ESP, is an efficient and reliable artificial-lift method for lifting moderate to high volumes of fluids from wellbores. ESPs are widely used in the oil and gas industry to lift fluids from the reservoir to the surface. ESPs are also used in water applications, such as irrigation, municipal water supply, and groundwater remediation. ESPs offer several advantages over other artificial lift methods, such as lesser footprint, high flow rates, available downhole telemetry, easy installation and operation etc. ESPs can handle a wide range of fluid properties, such as density, viscosity, gas-liquid ratio, and solids content. ESPs can also operate under different reservoir conditions, such as temperature, pressure, and depth.

However, ESPs are also subject to various failure modes due to harsh operating conditions. Average electric submersible pumps (ESP) runs to failure in just 2-3 years. Failure is often unexpected, making it difficult to replace the ESP in a short time frame. ESP failures can result in significant production losses, increased operational costs, and environmental risks. Therefore, it is essential to monitor and maintain ESPs to ensure their optimal operation and reliability.

What is the working principle of ESP?

Electric Submersible Pumps
Electric Submersible Pumps

ESP’s main components include:

  • Multistage centrifugal pump
  • Three-phase induction motor
  • Seal-chamber section
  • Power cable
  • Surface controls

The components are normally tubing hung from the wellhead with the pump on top and the motor attached below.

The motor rotates the shaft which is connected to the pump through the seal-chamber. The shaft is designed to be as small in diameter as possible without compromising its strength which allows greater volumes to pass through the pump intake. The pump intake is where the well fluid enters the submersible pump and is directed into the impellers. Different types of intakes are used depending on fluid properties, particularly the gas-liquid ratio (GLR). Standard designs do not separate gas and are therefore used in wells that produce a very low gas-to-liquid ratio. To separate gas in a well stream with relatively high GLR, either a reverse-flow or rotary pump intake is used.

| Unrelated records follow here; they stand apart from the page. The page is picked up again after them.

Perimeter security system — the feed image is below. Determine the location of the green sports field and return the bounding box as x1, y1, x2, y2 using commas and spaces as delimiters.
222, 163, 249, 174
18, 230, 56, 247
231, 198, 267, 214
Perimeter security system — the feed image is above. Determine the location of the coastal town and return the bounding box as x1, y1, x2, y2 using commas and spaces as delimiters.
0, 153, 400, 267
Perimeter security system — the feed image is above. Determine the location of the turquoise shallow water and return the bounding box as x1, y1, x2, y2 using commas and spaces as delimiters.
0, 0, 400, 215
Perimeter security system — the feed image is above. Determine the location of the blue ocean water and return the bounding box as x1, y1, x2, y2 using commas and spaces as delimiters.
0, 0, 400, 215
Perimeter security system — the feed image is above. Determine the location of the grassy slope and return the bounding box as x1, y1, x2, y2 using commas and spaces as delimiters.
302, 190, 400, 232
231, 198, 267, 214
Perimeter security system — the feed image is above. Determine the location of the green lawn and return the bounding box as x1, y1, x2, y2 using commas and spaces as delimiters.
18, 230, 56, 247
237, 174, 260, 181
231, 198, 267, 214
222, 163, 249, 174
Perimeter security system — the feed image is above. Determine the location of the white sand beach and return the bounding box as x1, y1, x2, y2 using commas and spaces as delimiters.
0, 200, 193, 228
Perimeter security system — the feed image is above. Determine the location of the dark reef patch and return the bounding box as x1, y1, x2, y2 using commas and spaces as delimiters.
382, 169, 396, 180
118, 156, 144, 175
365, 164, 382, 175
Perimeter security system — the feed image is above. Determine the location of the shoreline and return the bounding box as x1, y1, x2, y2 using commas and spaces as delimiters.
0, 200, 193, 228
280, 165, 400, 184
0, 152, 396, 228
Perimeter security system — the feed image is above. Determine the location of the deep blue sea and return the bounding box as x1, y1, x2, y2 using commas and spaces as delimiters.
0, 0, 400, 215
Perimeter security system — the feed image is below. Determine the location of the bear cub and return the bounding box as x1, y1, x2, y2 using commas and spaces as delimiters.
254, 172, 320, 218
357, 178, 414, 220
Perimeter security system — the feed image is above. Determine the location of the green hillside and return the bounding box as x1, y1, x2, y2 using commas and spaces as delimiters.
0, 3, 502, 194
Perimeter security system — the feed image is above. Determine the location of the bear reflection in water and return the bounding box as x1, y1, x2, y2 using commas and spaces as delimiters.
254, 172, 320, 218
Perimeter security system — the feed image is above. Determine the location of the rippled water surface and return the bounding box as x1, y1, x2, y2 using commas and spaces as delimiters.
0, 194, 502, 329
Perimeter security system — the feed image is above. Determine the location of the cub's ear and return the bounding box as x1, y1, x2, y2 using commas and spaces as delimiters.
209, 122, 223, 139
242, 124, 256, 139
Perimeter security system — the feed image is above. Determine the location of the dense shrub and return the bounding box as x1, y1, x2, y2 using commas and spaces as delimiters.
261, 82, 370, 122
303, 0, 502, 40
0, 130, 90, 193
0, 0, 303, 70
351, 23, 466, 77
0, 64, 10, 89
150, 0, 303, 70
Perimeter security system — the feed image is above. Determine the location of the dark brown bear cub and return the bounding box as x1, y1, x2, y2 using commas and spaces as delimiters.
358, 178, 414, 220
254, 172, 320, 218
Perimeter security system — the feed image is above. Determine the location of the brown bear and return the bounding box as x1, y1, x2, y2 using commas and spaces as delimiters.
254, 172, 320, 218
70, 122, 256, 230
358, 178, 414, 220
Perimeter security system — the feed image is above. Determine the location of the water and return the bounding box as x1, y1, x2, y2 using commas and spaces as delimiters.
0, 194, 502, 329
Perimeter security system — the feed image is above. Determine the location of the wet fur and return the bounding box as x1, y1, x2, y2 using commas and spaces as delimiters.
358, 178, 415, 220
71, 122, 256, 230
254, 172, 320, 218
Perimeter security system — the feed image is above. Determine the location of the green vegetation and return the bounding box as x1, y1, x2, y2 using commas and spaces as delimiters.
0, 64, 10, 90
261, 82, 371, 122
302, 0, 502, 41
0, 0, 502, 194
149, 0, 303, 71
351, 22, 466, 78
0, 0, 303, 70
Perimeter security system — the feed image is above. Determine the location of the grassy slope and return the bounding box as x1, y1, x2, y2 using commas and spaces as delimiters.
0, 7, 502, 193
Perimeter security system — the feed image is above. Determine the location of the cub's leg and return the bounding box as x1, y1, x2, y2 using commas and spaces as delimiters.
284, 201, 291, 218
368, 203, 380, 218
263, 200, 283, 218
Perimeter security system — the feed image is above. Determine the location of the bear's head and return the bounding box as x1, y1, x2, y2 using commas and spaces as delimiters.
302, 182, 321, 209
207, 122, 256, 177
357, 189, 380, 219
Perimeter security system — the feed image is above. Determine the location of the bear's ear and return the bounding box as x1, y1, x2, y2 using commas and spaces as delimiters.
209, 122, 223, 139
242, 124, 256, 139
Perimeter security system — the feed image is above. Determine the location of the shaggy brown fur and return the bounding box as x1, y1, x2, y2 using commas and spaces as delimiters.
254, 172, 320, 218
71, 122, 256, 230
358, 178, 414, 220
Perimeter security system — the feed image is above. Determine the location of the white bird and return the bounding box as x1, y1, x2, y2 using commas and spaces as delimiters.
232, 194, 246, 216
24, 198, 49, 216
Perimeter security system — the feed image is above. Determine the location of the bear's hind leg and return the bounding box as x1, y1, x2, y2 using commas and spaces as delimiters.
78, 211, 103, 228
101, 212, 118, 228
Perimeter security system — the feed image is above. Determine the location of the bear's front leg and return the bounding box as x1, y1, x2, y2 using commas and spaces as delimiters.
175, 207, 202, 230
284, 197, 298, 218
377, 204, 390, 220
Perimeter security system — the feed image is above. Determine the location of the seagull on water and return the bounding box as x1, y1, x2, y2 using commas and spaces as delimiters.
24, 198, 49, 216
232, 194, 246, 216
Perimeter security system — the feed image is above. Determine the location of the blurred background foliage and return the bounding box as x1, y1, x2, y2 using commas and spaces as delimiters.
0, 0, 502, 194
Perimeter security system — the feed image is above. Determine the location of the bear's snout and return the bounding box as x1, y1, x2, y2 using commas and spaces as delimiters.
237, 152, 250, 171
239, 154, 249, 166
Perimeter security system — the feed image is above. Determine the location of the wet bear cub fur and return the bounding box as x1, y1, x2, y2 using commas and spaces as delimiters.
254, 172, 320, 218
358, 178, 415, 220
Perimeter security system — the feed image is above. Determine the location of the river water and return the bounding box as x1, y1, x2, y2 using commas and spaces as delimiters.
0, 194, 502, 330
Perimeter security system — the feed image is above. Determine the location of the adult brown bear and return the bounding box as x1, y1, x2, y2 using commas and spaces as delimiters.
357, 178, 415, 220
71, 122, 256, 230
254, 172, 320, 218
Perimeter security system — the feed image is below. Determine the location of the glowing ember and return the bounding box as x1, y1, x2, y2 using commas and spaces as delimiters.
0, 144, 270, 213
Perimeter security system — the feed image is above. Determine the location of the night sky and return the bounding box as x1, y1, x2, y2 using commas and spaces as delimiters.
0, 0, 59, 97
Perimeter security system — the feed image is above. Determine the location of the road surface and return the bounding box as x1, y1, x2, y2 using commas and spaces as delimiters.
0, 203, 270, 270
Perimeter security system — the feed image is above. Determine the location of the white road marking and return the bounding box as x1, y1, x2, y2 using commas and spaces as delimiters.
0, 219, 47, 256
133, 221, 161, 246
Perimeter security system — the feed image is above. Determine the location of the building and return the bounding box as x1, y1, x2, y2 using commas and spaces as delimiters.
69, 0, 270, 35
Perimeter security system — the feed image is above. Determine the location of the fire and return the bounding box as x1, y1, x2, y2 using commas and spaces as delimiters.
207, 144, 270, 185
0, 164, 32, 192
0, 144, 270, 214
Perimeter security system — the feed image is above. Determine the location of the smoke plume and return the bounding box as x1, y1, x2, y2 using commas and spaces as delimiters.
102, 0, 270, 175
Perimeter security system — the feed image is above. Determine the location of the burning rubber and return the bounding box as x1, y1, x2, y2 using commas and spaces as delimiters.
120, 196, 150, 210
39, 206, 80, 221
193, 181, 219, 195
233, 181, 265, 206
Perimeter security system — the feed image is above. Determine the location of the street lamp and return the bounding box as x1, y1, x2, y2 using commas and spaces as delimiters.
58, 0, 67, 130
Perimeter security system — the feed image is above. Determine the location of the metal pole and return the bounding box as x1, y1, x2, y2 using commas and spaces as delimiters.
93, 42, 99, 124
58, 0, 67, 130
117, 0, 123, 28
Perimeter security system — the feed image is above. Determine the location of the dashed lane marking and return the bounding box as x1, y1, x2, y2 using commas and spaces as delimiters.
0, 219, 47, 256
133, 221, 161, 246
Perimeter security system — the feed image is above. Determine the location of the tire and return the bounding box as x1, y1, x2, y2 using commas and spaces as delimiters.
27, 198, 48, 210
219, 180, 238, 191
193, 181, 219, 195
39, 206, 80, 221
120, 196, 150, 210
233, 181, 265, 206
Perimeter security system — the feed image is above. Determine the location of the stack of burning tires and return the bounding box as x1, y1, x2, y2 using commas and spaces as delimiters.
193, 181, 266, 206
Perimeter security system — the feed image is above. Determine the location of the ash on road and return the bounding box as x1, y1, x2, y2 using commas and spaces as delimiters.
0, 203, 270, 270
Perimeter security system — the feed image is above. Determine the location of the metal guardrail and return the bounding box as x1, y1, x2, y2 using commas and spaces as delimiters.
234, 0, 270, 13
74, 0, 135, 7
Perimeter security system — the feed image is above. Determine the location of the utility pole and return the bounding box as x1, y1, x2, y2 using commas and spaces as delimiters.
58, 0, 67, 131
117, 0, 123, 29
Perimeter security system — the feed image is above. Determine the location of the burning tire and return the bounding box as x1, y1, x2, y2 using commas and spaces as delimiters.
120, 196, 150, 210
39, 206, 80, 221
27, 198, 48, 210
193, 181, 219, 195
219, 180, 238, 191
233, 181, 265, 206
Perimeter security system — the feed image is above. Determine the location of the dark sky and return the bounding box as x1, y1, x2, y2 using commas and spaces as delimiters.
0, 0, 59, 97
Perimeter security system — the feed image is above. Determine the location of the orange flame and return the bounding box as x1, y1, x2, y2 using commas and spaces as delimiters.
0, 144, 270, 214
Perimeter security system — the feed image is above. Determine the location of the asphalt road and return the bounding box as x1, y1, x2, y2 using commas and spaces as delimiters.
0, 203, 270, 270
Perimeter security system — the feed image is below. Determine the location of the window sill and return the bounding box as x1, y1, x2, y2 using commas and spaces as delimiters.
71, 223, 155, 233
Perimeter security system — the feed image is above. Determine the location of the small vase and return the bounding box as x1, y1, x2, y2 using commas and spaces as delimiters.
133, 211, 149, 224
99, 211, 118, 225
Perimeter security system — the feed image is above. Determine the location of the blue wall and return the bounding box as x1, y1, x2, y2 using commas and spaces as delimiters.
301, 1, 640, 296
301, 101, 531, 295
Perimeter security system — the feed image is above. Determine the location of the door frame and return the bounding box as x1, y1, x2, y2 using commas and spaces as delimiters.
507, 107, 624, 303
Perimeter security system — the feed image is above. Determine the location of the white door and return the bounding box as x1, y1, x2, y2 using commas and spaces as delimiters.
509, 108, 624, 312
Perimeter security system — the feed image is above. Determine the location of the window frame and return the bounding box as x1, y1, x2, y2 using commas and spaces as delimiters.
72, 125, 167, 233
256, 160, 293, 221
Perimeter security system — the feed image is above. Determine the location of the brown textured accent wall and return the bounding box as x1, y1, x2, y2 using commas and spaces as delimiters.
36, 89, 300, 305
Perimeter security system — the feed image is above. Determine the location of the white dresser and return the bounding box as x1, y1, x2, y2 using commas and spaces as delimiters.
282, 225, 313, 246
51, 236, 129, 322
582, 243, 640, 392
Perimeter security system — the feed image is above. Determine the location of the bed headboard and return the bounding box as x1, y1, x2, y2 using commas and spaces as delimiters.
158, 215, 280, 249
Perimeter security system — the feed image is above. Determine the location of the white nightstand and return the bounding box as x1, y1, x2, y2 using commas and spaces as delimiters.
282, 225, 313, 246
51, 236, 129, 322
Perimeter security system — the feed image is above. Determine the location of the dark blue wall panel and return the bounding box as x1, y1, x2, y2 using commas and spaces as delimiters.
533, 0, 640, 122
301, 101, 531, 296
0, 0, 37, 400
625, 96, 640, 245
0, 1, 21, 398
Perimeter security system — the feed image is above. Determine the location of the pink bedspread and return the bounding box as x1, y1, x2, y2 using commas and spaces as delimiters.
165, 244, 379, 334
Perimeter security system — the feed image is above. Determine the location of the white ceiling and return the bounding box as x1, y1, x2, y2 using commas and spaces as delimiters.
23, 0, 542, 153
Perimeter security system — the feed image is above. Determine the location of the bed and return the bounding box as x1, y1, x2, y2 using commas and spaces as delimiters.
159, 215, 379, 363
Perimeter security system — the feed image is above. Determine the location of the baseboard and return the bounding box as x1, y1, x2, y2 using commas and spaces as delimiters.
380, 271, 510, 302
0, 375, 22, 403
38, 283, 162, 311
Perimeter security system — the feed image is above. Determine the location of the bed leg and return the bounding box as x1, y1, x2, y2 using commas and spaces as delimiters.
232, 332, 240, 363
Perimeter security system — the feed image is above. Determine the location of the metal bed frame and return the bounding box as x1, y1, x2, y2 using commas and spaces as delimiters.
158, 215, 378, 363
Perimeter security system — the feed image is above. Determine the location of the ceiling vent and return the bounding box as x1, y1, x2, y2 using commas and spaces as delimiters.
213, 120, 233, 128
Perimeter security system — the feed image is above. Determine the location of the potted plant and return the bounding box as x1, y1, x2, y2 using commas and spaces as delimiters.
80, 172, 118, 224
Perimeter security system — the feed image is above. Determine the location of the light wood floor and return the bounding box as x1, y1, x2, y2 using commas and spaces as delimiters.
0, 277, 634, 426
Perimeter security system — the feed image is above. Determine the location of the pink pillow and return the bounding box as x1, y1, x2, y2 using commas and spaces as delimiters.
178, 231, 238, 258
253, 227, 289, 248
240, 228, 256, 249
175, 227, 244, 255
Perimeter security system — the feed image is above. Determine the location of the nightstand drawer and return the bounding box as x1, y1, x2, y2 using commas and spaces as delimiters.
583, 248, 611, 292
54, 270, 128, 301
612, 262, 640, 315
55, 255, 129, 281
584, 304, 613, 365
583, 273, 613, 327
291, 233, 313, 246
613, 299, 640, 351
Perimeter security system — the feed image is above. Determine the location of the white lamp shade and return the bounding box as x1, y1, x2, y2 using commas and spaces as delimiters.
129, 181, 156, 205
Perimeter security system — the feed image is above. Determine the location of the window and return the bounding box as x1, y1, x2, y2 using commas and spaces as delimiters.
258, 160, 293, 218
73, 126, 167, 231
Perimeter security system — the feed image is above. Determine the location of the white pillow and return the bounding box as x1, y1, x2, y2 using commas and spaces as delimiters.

The centrifugal pumps are multistage and pressure of the fluid is increased at each stage successively. The stages are made up of rotating impeller and stationary diffuser. The stages can be stacked to incrementally increase the pressure until the desired flow rate is achieved. The fluid travels through a rotating impeller which increases its kinetic energy, or velocity. It then enters the diffuser, converting the energy to potential energy which raises the discharge pressure. This operation will continue until the fluid reaches the design discharge pressure. The increase in pressure is called the total developed head (TDH) of the pump.

Common challenges associated with ESP operation:

ESP failures in Oil Wells can be grouped into three main categories namely electrical failures, mechanical failures and operational failures

Electrical Failures: Typically the weakest link in an ESP system, most failures are electrical, usually resulting from a mechanical problem as the underlying cause of the failure. Increased downhole pressure and temperature often induce surface system failures by straining the electrical supply, resulting in failure of electrical components.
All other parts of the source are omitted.